Rodney Aist, From Topography to Text: The Image of Jerusalem in the Writings of Eucherius, Adomnán and Bede, Turnhout, 2018.
Éditeur : Brepols
Collection : Studia Traditionis Theologiae 30
XXIV+262 pages, 11 b/w ills.
ISBN : 978-2-503-58075-3
65 € (excl. TVA and shipping)
A break-out study on Adomnán's De locis sanctis and the Jerusalem pilgrim texts, From Topography to Text uses new methodological findings on the Christian topography of Jerusalem to examine the source material, religious imagination and mental maps in the related writings of Eucherius, Adomnán and Bede.
From Topography to Text: The Image of Jerusalem in the Writings of Eucherius, Adomnán and Bede uses topographical detail to examine the source material, religious imagination and the image of Jerusalem in three related Latin texts from the fifth, seventh and eighth centuries. The work introduces an original methodology for analyzing the Jerusalem pilgrim texts, defined by their core interest in the commemorative topography of the Christian holy places. By newly identifying the topographical material in Adomnán's description of Jerusalem, the study exposes key distortions in the text, its exclusive intramural focus on the Holy Sepulchre and the eschatological image of New Jerusalem that emerges from its description of contemporary Jerusalem. The study verifies the post-Byzantine provenance of Adomnán's topographical material, namely, the oral report of Arculf, thus redressing scholarly ambivalence regarding Adomnán's contemporary source.
The new insights into Adomnán's De locis sanctis, including its mental map of Jerusalem, provide a template with which to analyze the text's relationship with the writings of Eucherius and Bede.
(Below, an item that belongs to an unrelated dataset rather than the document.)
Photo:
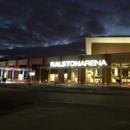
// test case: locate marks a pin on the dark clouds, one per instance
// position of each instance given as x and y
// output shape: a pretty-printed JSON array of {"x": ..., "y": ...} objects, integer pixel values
[{"x": 58, "y": 27}]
While Bede's De locis sanctis has commonly been regarded as an epitome of Adomnán's work, when the sequence, structure and images of the texts are compared, Eucherius not Adomnán is, for Bede, the authoritative text.
From Topography to Text offers a significant discussion on the Jerusalem pilgrim texts and the Christian topography of the Holy City, while analyzing the image of Jerusalem in the writings of three remote authors who never set foot in the city.
Rodney Aist is a Jerusalem scholar with a specialty on Christian topography and the pre-Crusader pilgrim texts.